Friday, January 2, 2015

On The Occasion of My Mother's Birthday

The following was from a speech I made honoring my mother on her eightieth birthday five years ago...

On the occasion of my mother’s birthday, it seems fitting that I write something special.  As Helene’s only son in a traditional household, more mildly dysfunctional than most, I was targeted for special upbringing.  There were a few key words which held particular importance to my parents.  One of those words was “responsibility”.  Another word was “integrity”.  Certain sayings held special import as well, and I would hear these expressed to me on a fairly regular basis.  “To thine own self be true”.  The less poetic “Pick up your room” was one I remember a lot.  And the oft-repeated, “Are you looking for something?” – a series which was followed a few days later with a single remark such as “Oh, Ellen found a snake in the hallway last week and we let it go– do you know anything about that?”  Well, to thine own self, of course I did.  But to mom and dad, hmmm…  I don’t seem to recall any snake.  In their wisdom, I think they knew better.  And all these years later I finally come clean and admit it.  Yes – I did in fact know about that snake.  Sorry.

My cultural upbringing must have been an enormous challenge.  I was given a diary for a family vacation to the Canadian Rockies into which I was to confide my deeper thoughts and impressions.  At 12 years of age, my descriptive vocabulary was pretty much limited to the word “nice” –  “We saw Mount Rundell.  It was nice.”   “We saw the Athabasca Glacier.  It was nice.”

Mom, upon seeing this, encouraged me to enhance my descriptors, to get in touch with my inner poet.  “Use words like awesome,” she said. “And … inspiring.”  I responded with all the diligence I could muster.  Everything I saw from that point on was both awesome and inspiring.  Not one to economize, I strung both descriptors together to ensure maximum effect.  My parents showed me the world, and while I had much adventuring to those places as a child, I have matured enough now to truly treasure the memories that remain.

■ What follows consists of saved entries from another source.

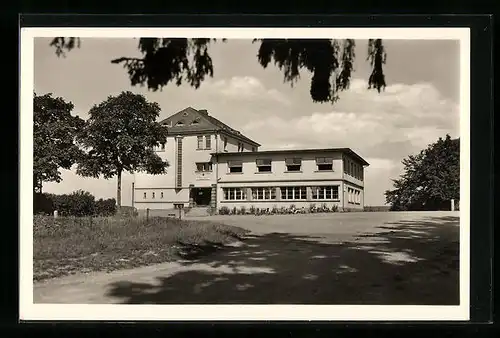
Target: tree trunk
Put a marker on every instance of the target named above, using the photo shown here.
(119, 190)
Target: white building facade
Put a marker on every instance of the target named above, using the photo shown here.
(213, 165)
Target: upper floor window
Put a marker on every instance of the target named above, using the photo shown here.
(293, 193)
(324, 163)
(325, 193)
(235, 166)
(204, 166)
(263, 193)
(264, 165)
(293, 164)
(234, 194)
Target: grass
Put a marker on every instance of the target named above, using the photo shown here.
(69, 245)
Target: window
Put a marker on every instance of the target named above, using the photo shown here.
(204, 166)
(293, 164)
(293, 193)
(264, 165)
(263, 193)
(232, 194)
(235, 166)
(324, 163)
(325, 193)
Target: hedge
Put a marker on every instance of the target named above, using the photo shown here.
(79, 203)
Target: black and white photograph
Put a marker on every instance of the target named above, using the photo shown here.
(245, 174)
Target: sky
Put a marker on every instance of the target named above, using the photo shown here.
(419, 105)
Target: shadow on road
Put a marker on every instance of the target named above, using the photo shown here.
(401, 263)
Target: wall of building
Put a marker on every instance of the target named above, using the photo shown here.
(232, 144)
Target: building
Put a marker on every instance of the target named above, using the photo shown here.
(213, 165)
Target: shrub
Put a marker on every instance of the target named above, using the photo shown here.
(275, 209)
(224, 211)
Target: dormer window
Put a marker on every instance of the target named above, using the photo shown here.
(324, 163)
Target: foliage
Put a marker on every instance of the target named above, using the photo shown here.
(119, 136)
(54, 131)
(330, 61)
(430, 180)
(66, 245)
(78, 203)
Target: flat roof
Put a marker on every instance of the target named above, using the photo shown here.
(347, 151)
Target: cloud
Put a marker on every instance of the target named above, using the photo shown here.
(246, 88)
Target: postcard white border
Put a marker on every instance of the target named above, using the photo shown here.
(30, 311)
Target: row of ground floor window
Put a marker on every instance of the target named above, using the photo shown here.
(319, 193)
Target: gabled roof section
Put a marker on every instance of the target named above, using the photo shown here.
(190, 120)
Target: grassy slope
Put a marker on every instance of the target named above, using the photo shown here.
(70, 245)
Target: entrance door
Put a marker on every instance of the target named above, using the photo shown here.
(201, 196)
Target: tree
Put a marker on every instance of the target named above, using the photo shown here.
(54, 132)
(119, 136)
(431, 179)
(330, 62)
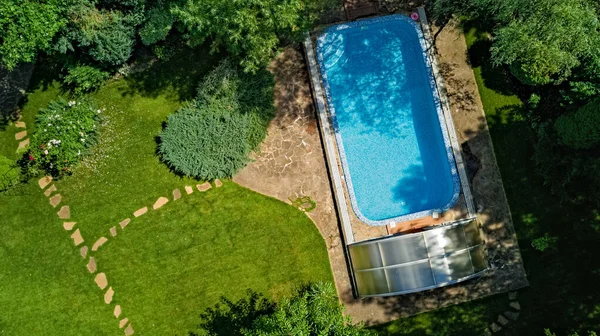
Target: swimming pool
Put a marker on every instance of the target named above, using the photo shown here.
(386, 114)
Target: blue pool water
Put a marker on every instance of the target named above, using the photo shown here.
(397, 159)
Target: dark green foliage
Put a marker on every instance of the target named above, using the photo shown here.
(27, 26)
(9, 173)
(65, 130)
(248, 30)
(85, 78)
(212, 136)
(580, 130)
(314, 310)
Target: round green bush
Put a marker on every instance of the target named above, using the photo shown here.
(9, 173)
(65, 130)
(212, 136)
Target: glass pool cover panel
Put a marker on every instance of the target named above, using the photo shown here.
(419, 261)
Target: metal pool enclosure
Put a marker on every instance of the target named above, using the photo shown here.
(419, 261)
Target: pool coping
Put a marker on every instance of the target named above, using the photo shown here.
(449, 146)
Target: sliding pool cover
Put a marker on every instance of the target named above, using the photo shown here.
(386, 114)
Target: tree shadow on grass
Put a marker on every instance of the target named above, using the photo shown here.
(228, 318)
(178, 77)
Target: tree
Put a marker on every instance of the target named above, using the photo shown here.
(580, 130)
(213, 136)
(314, 310)
(546, 44)
(28, 26)
(249, 30)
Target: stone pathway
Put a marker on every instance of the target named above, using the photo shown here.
(505, 318)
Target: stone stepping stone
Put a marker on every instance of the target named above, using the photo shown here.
(176, 194)
(495, 327)
(69, 225)
(20, 135)
(77, 238)
(140, 211)
(124, 223)
(92, 265)
(117, 311)
(64, 213)
(99, 243)
(83, 251)
(129, 331)
(50, 190)
(160, 202)
(44, 181)
(22, 145)
(55, 200)
(204, 186)
(101, 281)
(511, 315)
(108, 295)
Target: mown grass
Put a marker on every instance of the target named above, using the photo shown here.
(561, 295)
(44, 285)
(170, 265)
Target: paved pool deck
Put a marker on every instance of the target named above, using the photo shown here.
(292, 164)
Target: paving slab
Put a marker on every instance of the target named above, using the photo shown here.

It occurs to me as I write this how challenging it is for me to separate my mother from my father in the memories of my upbringing.  Perhaps that is a great testament to the strength of their marriage.  Let’s face it – they were a powerful team.  I didn't stand a chance.  And so I was cultured despite myself, and from the scruffy child that was me has emerged this scruffy adult.  I managed to keep those joys of my childhood as I matured, however.  I still spend my productive hours taking care of animals, yet now they consist of giving exams and shots, rather than dragging reluctant strays home and convincing my parents that I was followed and couldn't shake the darned thing.

Our lives work in great circles, and I am convinced we ultimately end up where we've been before, albeit in an older skin and a more sophisticated fa├žade.  Yet I am also certain that what lies within changes little.  I believe the closer we remain to that unchanging core – that child within us – the more we radiate that unique energy to others around us.  I never knew the child that was my mother – for she was conveniently born and grown before me.  And I suspect she grew especially fast once I came into the picture – again of necessity.  But I can imagine she was beautiful and true as a child, and the evidence of that glows through even today.  To radiate the youthful energy of that inner self, to retain the core of who we are, the core that keeps us young at heart and that belies the years, is a gift enjoyed by very few, and it transcends the years.

And so as tribute to my mother, I stand before you all as a living, walking, talking example of what exceptional parenting can produce.